In the meanwhile, from the current top #30 articles on HN (also via copilot script, but I removed non-cloudflare IPs):
ycombinator.com -- no CDN
letsbend.de -- no CDN
grepular.com -- no CDN
xania.org -- cloudfront
github.io -- no common CDN
owlposting.com -- AWS, but IPv4 remained static
netfort.gr.jp -- no CDN
simonwillison.net -- cloudflare, 104.21.112.1 fixed
folklore.org -- azure, 13.107.246.1-255 range
danq.me -- no CDN
nature.com -- fastly, IPv4 remained static
daringfireball.net -- cloudflare, 104.26.4.133
ssp.sh -- no CDN
trebaol.com -- cloudflare, 104.21.3.245
glek.net -- cloudflare, 104.21.112.1
gov.uk -- AWS, but IPV4 remained static
phys.org -- no CDN
diwank.space -- cloudflare, 104.21.80.31
free.fr -- no CDN (my French ISP, btw)
ericgardner.info -- AWS, but IPv4 remained static
ghuntley.com -- fastly, IPv4 remained static
paavo.com -- no CDN
railway.com -- cloudflare, 104.18.24.53
alloc.dev -- cloudflare , 188.114.96.2
Look at how many of them are self-hosted, have zero CDN, or otherwise return me always the same IP (even when I try from 3 different ISPs) which makes them trivial to reverse address. This is already a pretty huge success rate and all my context is that you browsed HN first (which I know, see first result on the list). Now imagine the tools a ISP will have at its disposal:
- IPv6
- Its Geo region will actually match yours
- Routing tables
- The patience to also include resources fetched from these pages in the analysis (i.e. page X always gets its JS from Y domain which results in a constant Z KB transfer).

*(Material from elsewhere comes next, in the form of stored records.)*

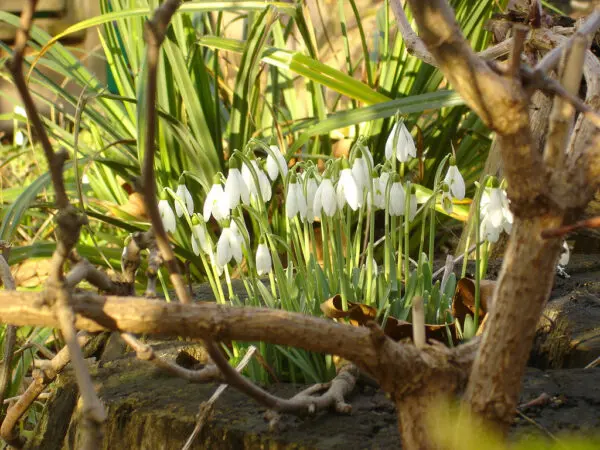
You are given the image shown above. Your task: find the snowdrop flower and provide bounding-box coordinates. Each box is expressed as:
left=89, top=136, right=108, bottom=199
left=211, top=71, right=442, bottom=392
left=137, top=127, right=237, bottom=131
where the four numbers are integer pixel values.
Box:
left=225, top=156, right=250, bottom=209
left=441, top=183, right=453, bottom=214
left=285, top=174, right=307, bottom=219
left=385, top=122, right=417, bottom=162
left=158, top=198, right=177, bottom=233
left=367, top=172, right=390, bottom=209
left=352, top=147, right=373, bottom=201
left=175, top=180, right=194, bottom=217
left=558, top=241, right=571, bottom=266
left=408, top=187, right=417, bottom=222
left=444, top=156, right=465, bottom=200
left=256, top=242, right=273, bottom=275
left=242, top=159, right=272, bottom=202
left=313, top=178, right=338, bottom=217
left=299, top=172, right=319, bottom=223
left=192, top=216, right=212, bottom=256
left=480, top=188, right=513, bottom=242
left=202, top=175, right=231, bottom=222
left=336, top=165, right=359, bottom=211
left=384, top=174, right=406, bottom=216
left=266, top=145, right=288, bottom=181
left=15, top=130, right=25, bottom=147
left=217, top=222, right=243, bottom=267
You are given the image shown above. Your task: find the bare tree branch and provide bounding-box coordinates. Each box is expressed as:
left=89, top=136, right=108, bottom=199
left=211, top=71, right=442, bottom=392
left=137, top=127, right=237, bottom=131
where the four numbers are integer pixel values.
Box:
left=544, top=36, right=588, bottom=169
left=0, top=241, right=17, bottom=422
left=121, top=333, right=222, bottom=383
left=0, top=333, right=91, bottom=448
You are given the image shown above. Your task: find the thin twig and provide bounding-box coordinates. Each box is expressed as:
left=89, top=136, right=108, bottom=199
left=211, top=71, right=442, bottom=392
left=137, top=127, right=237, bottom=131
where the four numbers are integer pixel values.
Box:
left=508, top=24, right=529, bottom=78
left=544, top=36, right=589, bottom=169
left=2, top=0, right=106, bottom=442
left=535, top=9, right=600, bottom=73
left=0, top=248, right=17, bottom=416
left=181, top=345, right=256, bottom=450
left=0, top=332, right=92, bottom=448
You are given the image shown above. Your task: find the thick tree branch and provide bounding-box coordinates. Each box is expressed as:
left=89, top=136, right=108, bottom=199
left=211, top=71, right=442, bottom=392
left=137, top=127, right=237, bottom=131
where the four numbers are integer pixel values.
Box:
left=0, top=292, right=474, bottom=382
left=121, top=333, right=222, bottom=383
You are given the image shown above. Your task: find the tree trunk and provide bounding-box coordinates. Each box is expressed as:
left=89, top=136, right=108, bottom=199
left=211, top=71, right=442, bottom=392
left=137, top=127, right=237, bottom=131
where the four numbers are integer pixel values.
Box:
left=466, top=214, right=563, bottom=432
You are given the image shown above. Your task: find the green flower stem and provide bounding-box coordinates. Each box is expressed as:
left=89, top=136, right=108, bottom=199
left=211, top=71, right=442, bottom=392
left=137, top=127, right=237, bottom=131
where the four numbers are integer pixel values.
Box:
left=223, top=264, right=233, bottom=301
left=406, top=182, right=412, bottom=292
left=365, top=205, right=377, bottom=305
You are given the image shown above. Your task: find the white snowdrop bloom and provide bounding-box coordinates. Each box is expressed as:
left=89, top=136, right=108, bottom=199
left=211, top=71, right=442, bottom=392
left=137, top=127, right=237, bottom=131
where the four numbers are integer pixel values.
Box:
left=385, top=122, right=417, bottom=162
left=225, top=167, right=250, bottom=209
left=202, top=184, right=231, bottom=222
left=408, top=194, right=417, bottom=222
left=336, top=169, right=359, bottom=211
left=384, top=181, right=406, bottom=216
left=256, top=244, right=273, bottom=275
left=15, top=130, right=25, bottom=147
left=217, top=222, right=243, bottom=267
left=242, top=160, right=272, bottom=202
left=313, top=178, right=337, bottom=217
left=285, top=180, right=307, bottom=219
left=371, top=258, right=379, bottom=277
left=441, top=183, right=453, bottom=214
left=13, top=105, right=27, bottom=118
left=300, top=174, right=319, bottom=223
left=367, top=172, right=390, bottom=209
left=175, top=184, right=194, bottom=217
left=352, top=147, right=373, bottom=200
left=192, top=223, right=212, bottom=256
left=558, top=241, right=571, bottom=266
left=444, top=163, right=465, bottom=200
left=158, top=199, right=177, bottom=233
left=480, top=188, right=513, bottom=242
left=266, top=145, right=288, bottom=181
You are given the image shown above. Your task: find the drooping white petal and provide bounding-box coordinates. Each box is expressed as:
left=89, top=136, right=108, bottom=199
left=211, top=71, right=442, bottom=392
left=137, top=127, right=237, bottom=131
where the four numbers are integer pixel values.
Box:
left=441, top=191, right=453, bottom=214
left=256, top=244, right=272, bottom=275
left=337, top=169, right=359, bottom=211
left=352, top=157, right=373, bottom=198
left=487, top=188, right=504, bottom=228
left=217, top=228, right=233, bottom=267
left=385, top=122, right=417, bottom=162
left=202, top=184, right=231, bottom=222
left=158, top=200, right=177, bottom=233
left=225, top=168, right=250, bottom=209
left=175, top=184, right=194, bottom=217
left=314, top=178, right=338, bottom=217
left=444, top=166, right=465, bottom=200
left=384, top=181, right=406, bottom=216
left=285, top=182, right=306, bottom=219
left=266, top=145, right=288, bottom=181
left=408, top=194, right=417, bottom=222
left=302, top=177, right=319, bottom=223
left=192, top=223, right=212, bottom=256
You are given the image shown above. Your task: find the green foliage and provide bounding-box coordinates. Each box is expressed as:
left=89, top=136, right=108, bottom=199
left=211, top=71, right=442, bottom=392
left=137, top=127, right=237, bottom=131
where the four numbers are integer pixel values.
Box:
left=0, top=0, right=506, bottom=380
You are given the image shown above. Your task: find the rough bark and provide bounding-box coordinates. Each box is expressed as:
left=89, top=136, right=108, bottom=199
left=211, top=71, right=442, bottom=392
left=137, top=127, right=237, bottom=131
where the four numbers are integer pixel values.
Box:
left=466, top=215, right=562, bottom=431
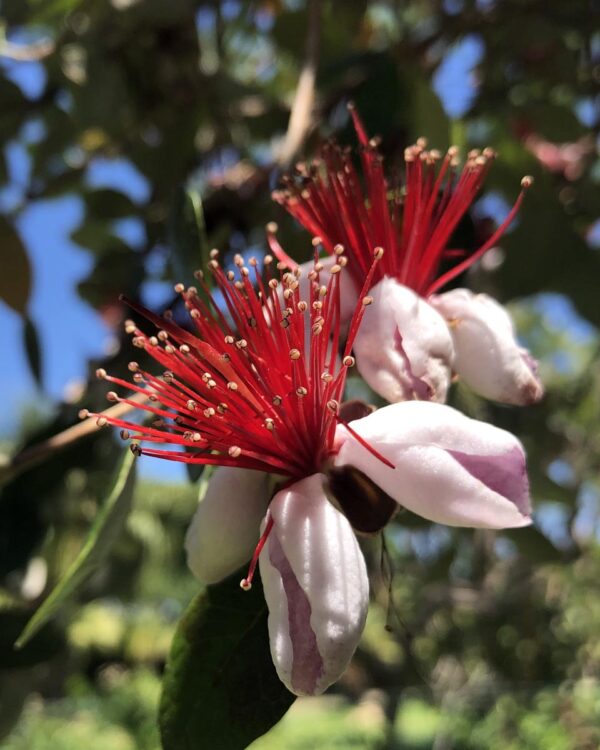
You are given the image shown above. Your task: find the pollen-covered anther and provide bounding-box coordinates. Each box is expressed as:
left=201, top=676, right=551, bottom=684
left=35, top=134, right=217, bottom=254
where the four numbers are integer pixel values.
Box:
left=327, top=398, right=340, bottom=414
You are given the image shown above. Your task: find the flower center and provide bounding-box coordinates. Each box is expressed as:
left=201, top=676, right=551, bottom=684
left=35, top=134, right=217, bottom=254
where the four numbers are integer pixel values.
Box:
left=82, top=247, right=382, bottom=479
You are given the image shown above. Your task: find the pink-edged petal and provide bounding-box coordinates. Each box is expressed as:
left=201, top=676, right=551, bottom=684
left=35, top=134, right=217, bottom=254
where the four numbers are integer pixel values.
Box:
left=335, top=401, right=531, bottom=529
left=430, top=289, right=544, bottom=406
left=354, top=277, right=454, bottom=403
left=259, top=474, right=369, bottom=695
left=185, top=466, right=269, bottom=583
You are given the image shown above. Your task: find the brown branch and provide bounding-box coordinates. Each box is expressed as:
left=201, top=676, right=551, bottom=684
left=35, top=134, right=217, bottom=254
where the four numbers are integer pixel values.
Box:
left=0, top=39, right=56, bottom=62
left=276, top=0, right=321, bottom=167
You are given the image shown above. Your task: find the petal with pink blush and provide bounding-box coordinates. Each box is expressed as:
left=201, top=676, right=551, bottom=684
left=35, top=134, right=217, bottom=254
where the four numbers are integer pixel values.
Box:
left=185, top=466, right=269, bottom=583
left=430, top=289, right=544, bottom=406
left=335, top=401, right=531, bottom=529
left=259, top=474, right=369, bottom=695
left=354, top=278, right=454, bottom=403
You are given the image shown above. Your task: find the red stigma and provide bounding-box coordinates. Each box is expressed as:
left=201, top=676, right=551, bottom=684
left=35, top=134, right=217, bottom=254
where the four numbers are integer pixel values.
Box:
left=273, top=107, right=532, bottom=297
left=87, top=251, right=381, bottom=479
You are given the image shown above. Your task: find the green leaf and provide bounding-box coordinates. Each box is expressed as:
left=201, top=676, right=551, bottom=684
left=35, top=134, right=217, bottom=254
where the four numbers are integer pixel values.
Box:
left=23, top=317, right=42, bottom=385
left=0, top=217, right=31, bottom=315
left=15, top=450, right=135, bottom=648
left=170, top=188, right=209, bottom=283
left=159, top=575, right=295, bottom=750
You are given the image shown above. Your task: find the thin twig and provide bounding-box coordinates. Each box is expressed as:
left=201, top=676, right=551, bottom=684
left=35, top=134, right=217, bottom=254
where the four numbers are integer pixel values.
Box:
left=0, top=393, right=148, bottom=484
left=277, top=0, right=321, bottom=167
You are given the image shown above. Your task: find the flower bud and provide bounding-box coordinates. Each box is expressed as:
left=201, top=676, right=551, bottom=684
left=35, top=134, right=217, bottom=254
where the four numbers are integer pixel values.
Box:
left=185, top=466, right=269, bottom=583
left=430, top=289, right=544, bottom=406
left=259, top=474, right=369, bottom=695
left=354, top=278, right=454, bottom=403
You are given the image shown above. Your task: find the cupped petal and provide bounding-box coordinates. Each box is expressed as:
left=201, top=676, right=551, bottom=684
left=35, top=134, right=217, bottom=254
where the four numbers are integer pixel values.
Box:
left=259, top=474, right=369, bottom=695
left=185, top=466, right=269, bottom=583
left=334, top=401, right=531, bottom=529
left=429, top=289, right=544, bottom=406
left=354, top=277, right=454, bottom=403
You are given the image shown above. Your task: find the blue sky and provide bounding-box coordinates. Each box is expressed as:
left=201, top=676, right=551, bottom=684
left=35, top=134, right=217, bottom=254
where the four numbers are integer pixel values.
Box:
left=0, top=29, right=596, bottom=478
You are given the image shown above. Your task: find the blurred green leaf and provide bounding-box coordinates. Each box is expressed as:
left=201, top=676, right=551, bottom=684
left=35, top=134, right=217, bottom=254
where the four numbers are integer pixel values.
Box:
left=0, top=592, right=64, bottom=670
left=23, top=317, right=42, bottom=385
left=160, top=575, right=295, bottom=750
left=170, top=187, right=209, bottom=283
left=16, top=450, right=135, bottom=648
left=0, top=217, right=31, bottom=315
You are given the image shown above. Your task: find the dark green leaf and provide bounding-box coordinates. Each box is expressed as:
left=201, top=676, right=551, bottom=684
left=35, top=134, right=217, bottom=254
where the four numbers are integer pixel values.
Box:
left=0, top=218, right=31, bottom=315
left=170, top=188, right=209, bottom=282
left=16, top=451, right=135, bottom=648
left=23, top=317, right=42, bottom=385
left=160, top=576, right=295, bottom=750
left=0, top=592, right=64, bottom=671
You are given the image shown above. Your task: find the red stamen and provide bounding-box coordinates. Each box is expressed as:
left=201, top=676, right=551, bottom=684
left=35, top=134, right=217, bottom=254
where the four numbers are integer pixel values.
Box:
left=272, top=105, right=531, bottom=296
left=85, top=247, right=381, bottom=480
left=240, top=514, right=273, bottom=591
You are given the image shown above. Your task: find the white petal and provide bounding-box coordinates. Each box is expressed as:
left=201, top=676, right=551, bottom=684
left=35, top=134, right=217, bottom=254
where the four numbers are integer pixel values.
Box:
left=185, top=466, right=269, bottom=583
left=259, top=474, right=369, bottom=695
left=430, top=289, right=544, bottom=406
left=335, top=401, right=531, bottom=529
left=354, top=278, right=454, bottom=402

- The rest of your browsing activity
- The rest of everyone's browsing activity including most popular _current_ hosts for each hostname.
Do you still claim that it is "impossible" to track your activity because of CDNs? I still bet you your ISP can do it with _100%_ accuracy.
It took me the whole of one Copilot conversation to do the entire thing. Most of the top #30 results are in fact one reverse DNS away. The rest is not much more complicated.
They're never going to be "1 IP ECH" . That would be the end of the Internet as we know it.
If it ever happens that the majority of the WWW is 1 CDN, we have a bigger privacy problem than DNS. Much bigger.
That just shifts the trust from your ISP to your VPN provider. Moreover if you're already using a VPN, your DoH requests to cloudflare is already anonymized.
If you are using WireGuard between endpoints your traffic if opaque, but yeah if/where it exits it becomes (depending on the encapsulated protocol) visible.
So you already have to trust your ISP anyway -- but there was no need to trust Cloudflare *. DoH to Cloudflare is almost certainly a net loss in privacy compared to using your ISP's DNS over clear text.
* Right until they became hosters of half of the WWW. So Cloudflare can pretty much also guess your activity even if you don't do DNS with them anyway.